‘Australian Eagles – Australians in the Battle of Britain’ by Kristen Alexander – Reviewed by Justin Sheedy
Sometimes history doesn’t seem real. Especially when it seems too dramatic, too tragic, too surreally heroic to be true. In her latest book, ‘Australian Eagles – Australians in the Battle of Britain’, author Kristen Alexander renders such history quite arrestingly real through her accounts of the part played by young Australians in the making of that history.
The Battle of Britain of 1940 remains one of the most famous battles in history, to this day a perfect model of resistance of good against evil and victory against that evil despite staggeringly overwhelming odds. In that dark year the air force of Nazi Germany, having just rolled up Western Europe, sought to knock out the by comparison tiny British Royal Air Force as a prelude to Nazi invasion of Britain. The Germans thought they had won before they started. The iconic battle that ensued proved them wrong. Of the victorious defenders, Winston Churchill coined one of the most famous lines in the English language: “Never in the field of human conflict was so much owed by so many to so few.” ‘Australian Eagles’ is a portrait of six of the Australians within that now immortal “Few”.

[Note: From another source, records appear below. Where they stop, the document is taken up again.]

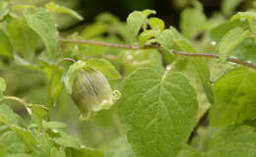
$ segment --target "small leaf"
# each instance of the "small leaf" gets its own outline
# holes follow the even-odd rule
[[[118,102],[128,141],[141,157],[176,156],[193,130],[197,108],[186,77],[169,71],[160,76],[151,69],[126,78]]]
[[[160,31],[164,29],[164,22],[159,18],[150,18],[148,23],[153,29],[160,29]]]
[[[141,12],[134,11],[127,18],[128,28],[134,36],[138,34],[143,24],[145,22],[145,17]]]
[[[86,66],[99,71],[102,73],[102,75],[110,79],[118,79],[121,78],[119,72],[115,70],[114,66],[112,66],[112,64],[105,59],[88,60]]]
[[[32,60],[38,41],[38,35],[26,24],[24,19],[9,18],[8,35],[17,50],[28,60]]]
[[[156,35],[156,30],[145,30],[145,31],[143,31],[143,32],[140,34],[140,36],[139,36],[140,45],[141,45],[141,46],[144,46],[145,43],[146,43],[149,39],[155,37],[155,35]]]
[[[5,34],[5,32],[0,29],[0,55],[13,58],[13,46],[8,38],[8,36]]]
[[[236,27],[228,31],[224,38],[222,38],[219,47],[222,62],[226,61],[231,51],[244,40],[247,34],[247,31],[244,31],[241,27]]]
[[[33,13],[25,12],[26,21],[43,40],[50,57],[55,55],[57,47],[57,29],[51,14],[44,8],[36,8]]]
[[[256,116],[256,72],[238,68],[213,85],[215,104],[210,111],[212,126],[239,124]]]
[[[75,11],[73,11],[73,10],[67,8],[67,7],[55,4],[54,2],[50,2],[50,3],[46,4],[45,8],[47,8],[47,10],[49,10],[51,12],[65,13],[65,14],[71,15],[74,18],[77,18],[80,21],[83,20],[83,17],[80,16],[77,12],[75,12]]]

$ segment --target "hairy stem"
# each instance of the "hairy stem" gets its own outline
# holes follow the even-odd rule
[[[62,60],[60,60],[56,66],[54,67],[52,73],[51,73],[51,76],[50,76],[50,79],[49,79],[49,82],[48,82],[48,89],[47,89],[47,108],[48,108],[48,115],[47,115],[47,121],[50,121],[50,112],[51,112],[51,89],[52,89],[52,82],[53,82],[53,78],[54,78],[54,76],[58,70],[58,68],[60,67],[60,65],[63,63],[63,62],[72,62],[72,63],[75,63],[76,61],[71,59],[71,58],[63,58]]]
[[[106,43],[106,42],[101,42],[101,41],[93,41],[93,40],[76,40],[76,39],[64,39],[60,38],[59,39],[61,42],[66,42],[66,43],[77,43],[77,44],[92,44],[92,45],[98,45],[98,46],[106,46],[106,47],[114,47],[114,48],[123,48],[123,49],[132,49],[132,50],[138,50],[138,49],[147,49],[147,48],[155,48],[159,50],[165,50],[162,47],[160,46],[155,46],[155,45],[150,45],[150,46],[145,46],[141,47],[138,45],[124,45],[124,44],[115,44],[115,43]],[[176,50],[168,50],[169,53],[173,53],[175,55],[180,55],[180,56],[187,56],[187,57],[203,57],[203,58],[213,58],[213,59],[220,59],[219,55],[216,54],[209,54],[209,53],[189,53],[189,52],[180,52]],[[256,69],[256,65],[250,62],[244,62],[240,61],[231,57],[227,58],[228,62],[236,63],[239,65],[243,65],[245,67],[249,67],[252,69]]]
[[[19,98],[19,97],[15,97],[15,96],[4,96],[5,100],[14,100],[14,101],[18,101],[21,104],[23,104],[24,106],[26,106],[28,103],[26,102],[25,99]]]

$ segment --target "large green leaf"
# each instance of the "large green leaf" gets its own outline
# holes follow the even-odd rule
[[[230,126],[256,116],[256,72],[238,68],[223,76],[213,85],[215,104],[211,108],[213,126]]]
[[[7,23],[8,35],[17,50],[28,60],[32,60],[36,43],[37,34],[26,24],[26,21],[18,18],[10,18]]]
[[[244,31],[241,27],[236,27],[222,38],[219,45],[219,54],[222,62],[226,61],[231,51],[244,40],[247,34],[247,31]]]
[[[55,20],[44,8],[36,8],[33,13],[25,12],[28,25],[43,40],[49,56],[54,56],[57,47],[57,29]]]
[[[165,29],[160,35],[157,36],[158,42],[166,50],[174,49],[187,52],[196,52],[191,43],[183,37],[174,27]],[[212,91],[212,85],[210,81],[210,70],[206,62],[201,58],[190,59],[201,80],[202,86],[206,92],[208,101],[214,103],[214,94]]]
[[[182,74],[142,69],[125,80],[118,108],[138,156],[174,157],[193,130],[198,104]]]
[[[206,156],[255,157],[255,129],[249,126],[233,126],[214,134]]]
[[[13,58],[13,46],[5,34],[5,32],[0,28],[0,55]]]

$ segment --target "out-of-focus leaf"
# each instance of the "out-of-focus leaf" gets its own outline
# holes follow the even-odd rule
[[[241,2],[242,0],[223,0],[221,10],[225,16],[230,16]]]
[[[135,157],[131,145],[125,135],[115,139],[110,143],[106,157]]]
[[[256,116],[256,72],[238,68],[223,76],[213,85],[215,104],[210,122],[215,127],[231,126]]]
[[[12,17],[8,19],[6,26],[15,48],[24,58],[32,60],[39,39],[38,35],[26,24],[24,19]]]
[[[254,157],[256,131],[249,126],[232,126],[213,135],[207,157]]]
[[[249,24],[247,21],[234,20],[216,26],[210,31],[209,34],[215,42],[219,43],[226,32],[236,28],[237,26],[242,27],[244,30],[249,29]]]
[[[8,38],[8,36],[5,34],[5,32],[0,29],[0,55],[13,58],[13,46]]]
[[[99,36],[106,32],[107,30],[107,25],[104,23],[95,23],[87,26],[81,35],[85,37],[86,39],[90,39],[93,37]]]
[[[231,51],[241,43],[247,36],[247,31],[241,27],[229,30],[221,40],[219,45],[219,54],[222,62],[225,62]]]
[[[0,22],[4,20],[4,18],[9,14],[10,12],[10,4],[7,2],[0,2]]]
[[[148,23],[153,29],[164,29],[164,22],[159,18],[150,18]]]
[[[153,38],[156,35],[156,30],[145,30],[139,36],[139,42],[141,46],[144,46],[145,43]]]
[[[22,119],[13,112],[13,110],[5,105],[0,105],[0,122],[5,125],[22,125]]]
[[[138,34],[144,22],[145,16],[142,14],[142,12],[134,11],[131,14],[129,14],[127,18],[127,25],[128,28],[134,36]]]
[[[25,12],[24,16],[29,26],[43,40],[48,56],[53,57],[57,47],[58,33],[52,15],[47,9],[36,8],[33,13]]]
[[[47,8],[47,10],[49,10],[51,12],[62,13],[62,14],[65,13],[65,14],[71,15],[72,17],[74,17],[80,21],[83,20],[83,17],[80,16],[77,12],[75,12],[67,7],[55,4],[54,2],[50,2],[50,3],[46,4],[45,8]]]
[[[181,13],[181,32],[188,38],[196,37],[202,32],[207,18],[204,12],[198,8],[187,8]]]

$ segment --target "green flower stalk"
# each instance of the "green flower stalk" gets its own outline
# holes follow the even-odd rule
[[[88,120],[94,113],[109,109],[120,97],[117,90],[112,91],[107,78],[85,62],[71,66],[65,78],[67,88],[79,110],[81,119]]]

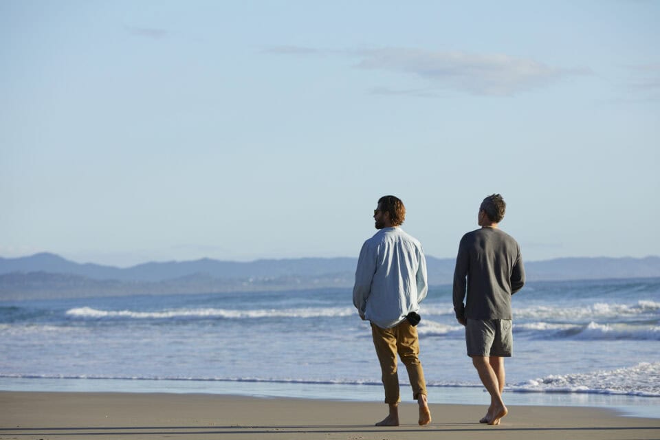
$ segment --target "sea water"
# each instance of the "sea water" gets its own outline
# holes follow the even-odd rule
[[[660,278],[529,283],[512,302],[507,404],[660,417]],[[419,313],[430,400],[487,404],[451,286]],[[383,399],[350,288],[0,301],[0,389]]]

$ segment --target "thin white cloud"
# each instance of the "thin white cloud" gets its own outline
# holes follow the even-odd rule
[[[135,36],[144,36],[150,38],[160,39],[167,36],[170,31],[164,29],[153,29],[149,28],[134,28],[132,26],[124,26],[125,29],[131,35]]]
[[[563,69],[528,58],[505,54],[478,54],[461,52],[434,52],[387,47],[375,50],[329,51],[287,46],[270,53],[287,54],[342,54],[358,58],[356,67],[399,72],[428,81],[419,87],[395,89],[375,87],[372,93],[408,94],[428,97],[444,89],[485,96],[512,96],[547,87],[564,77],[591,74],[588,69]]]
[[[358,67],[410,74],[437,87],[476,95],[510,96],[549,85],[566,75],[588,73],[501,54],[391,48],[363,51],[360,56]]]

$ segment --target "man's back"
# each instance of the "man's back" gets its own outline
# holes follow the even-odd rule
[[[421,245],[400,228],[380,230],[360,253],[353,303],[382,328],[419,310],[426,296],[426,261]]]
[[[512,319],[511,296],[525,284],[520,246],[512,236],[496,228],[463,236],[454,273],[454,308],[463,307],[466,276],[464,317]]]

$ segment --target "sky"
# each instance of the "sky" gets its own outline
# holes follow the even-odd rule
[[[660,2],[0,1],[0,256],[660,254]]]

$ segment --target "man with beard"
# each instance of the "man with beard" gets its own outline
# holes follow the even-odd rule
[[[428,291],[426,260],[419,241],[400,228],[406,218],[401,200],[392,195],[381,197],[373,218],[378,232],[364,242],[360,252],[353,303],[360,318],[371,323],[382,372],[389,414],[376,426],[399,426],[397,353],[408,371],[412,398],[419,404],[418,423],[428,425],[431,413],[415,327],[419,320],[419,302]]]

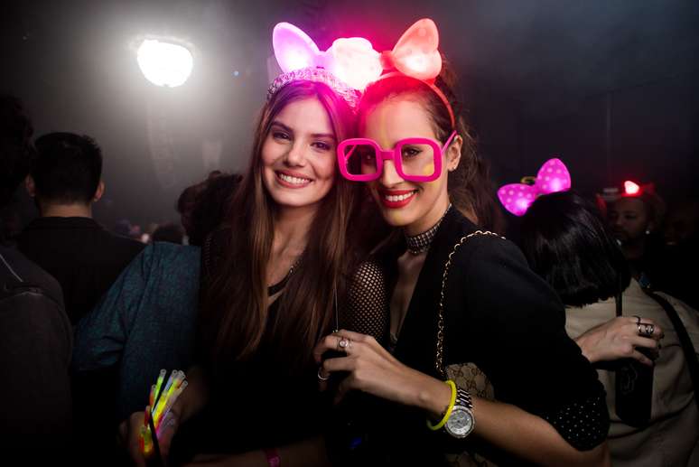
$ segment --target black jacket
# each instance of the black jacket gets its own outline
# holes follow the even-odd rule
[[[58,283],[0,247],[0,438],[4,452],[21,452],[27,465],[42,454],[55,462],[68,450],[71,351]]]
[[[17,248],[61,284],[73,324],[92,310],[144,247],[89,218],[39,218],[17,239]]]
[[[444,265],[459,240],[476,230],[456,209],[439,227],[417,280],[394,355],[443,378],[435,367]],[[382,255],[388,276],[405,246]],[[606,438],[609,418],[597,373],[565,333],[564,305],[528,267],[519,249],[497,236],[474,236],[452,257],[444,298],[444,364],[475,363],[499,401],[551,423],[571,444],[590,449]],[[387,405],[376,421],[377,464],[440,465],[445,453],[471,449],[499,465],[520,464],[474,437],[455,440],[425,426],[417,409]],[[507,423],[507,420],[503,420]],[[478,416],[476,416],[478,425]],[[573,425],[578,427],[571,432]],[[580,436],[582,429],[589,435]],[[381,456],[384,456],[381,458]],[[407,463],[405,463],[407,462]]]

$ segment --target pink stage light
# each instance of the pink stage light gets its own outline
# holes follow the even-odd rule
[[[624,182],[624,193],[626,193],[627,196],[640,194],[640,186],[630,180],[627,180]]]

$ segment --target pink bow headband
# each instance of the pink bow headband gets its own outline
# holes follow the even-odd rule
[[[531,181],[525,177],[522,182]],[[524,216],[529,206],[542,194],[565,191],[571,189],[571,174],[560,159],[549,159],[539,169],[533,184],[509,183],[498,190],[498,198],[509,212]]]
[[[308,34],[289,23],[275,26],[272,42],[284,73],[269,87],[268,98],[293,80],[320,80],[349,98],[350,106],[356,107],[359,92],[379,79],[385,70],[396,69],[430,86],[446,105],[453,125],[452,107],[433,85],[442,70],[442,56],[438,51],[437,26],[431,19],[417,21],[403,33],[392,51],[382,53],[362,37],[336,39],[327,51],[321,51]]]

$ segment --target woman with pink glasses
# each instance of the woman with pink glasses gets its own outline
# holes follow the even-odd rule
[[[431,25],[418,35],[436,34]],[[340,331],[314,352],[321,379],[344,377],[338,401],[352,390],[384,399],[358,455],[377,465],[609,464],[604,391],[565,333],[563,304],[514,244],[462,214],[477,217],[482,202],[473,139],[443,71],[409,69],[368,86],[361,137],[338,147],[342,174],[367,182],[396,228],[377,252],[392,285],[390,349]],[[329,350],[342,354],[323,360]]]

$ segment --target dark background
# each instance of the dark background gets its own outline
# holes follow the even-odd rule
[[[176,219],[185,186],[244,169],[280,21],[322,50],[352,35],[385,50],[433,18],[499,184],[557,155],[588,194],[629,178],[670,201],[697,194],[696,1],[14,1],[0,12],[0,89],[24,101],[36,135],[100,144],[107,191],[95,214],[107,226]],[[146,34],[194,45],[184,86],[144,79],[135,44]],[[216,167],[204,140],[222,142]]]

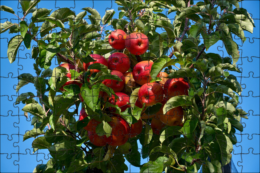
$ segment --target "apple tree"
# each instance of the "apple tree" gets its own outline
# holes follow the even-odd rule
[[[34,138],[34,152],[51,156],[34,172],[123,172],[126,160],[140,172],[221,172],[247,118],[237,107],[234,37],[244,42],[255,26],[239,1],[116,1],[101,17],[90,7],[76,14],[20,1],[23,16],[1,23],[1,33],[17,33],[10,63],[23,44],[35,61],[37,76],[21,74],[16,89],[32,83],[37,95],[15,102],[32,116],[24,141]],[[208,51],[219,41],[229,57]]]

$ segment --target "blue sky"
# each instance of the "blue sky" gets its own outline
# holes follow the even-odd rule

Kristen Alexander portrays six shining young men. Four of whom lost their young lives in the battle, a fifth losing a leg though continuing to fly until 90-something, the sixth remaining unscathed despite bailing out of his Spitfire in hot air combat no less than three times. Shining young men? It’s no exaggeration: Alexander’s beautifully-researched account of each of them reveals the kind of exceptional personalities they were, often top-notch sportsmen as well, and all so very, very young: Their photographs within the pages of ‘Australian Eagles’ attest to this and reveal fairly each of them as arrestingly handsome, usually with a brave new moustache – as if to mask the fact that they were just boys. By portraying them as such and quite simply as they were, Kristen Alexander encourages us to feel their loss just as profoundly as it deserves to be. To marvel at their selflessness, their courage, their dog-fighting brilliance and their contribution towards victory against one of the worst evils the world has ever known. To remember them.
‘Australian Eagles’ in indeed a fitting testament to the young Australians who fought to win the Battle of Britain but most poignantly as they did it a whole world away from home.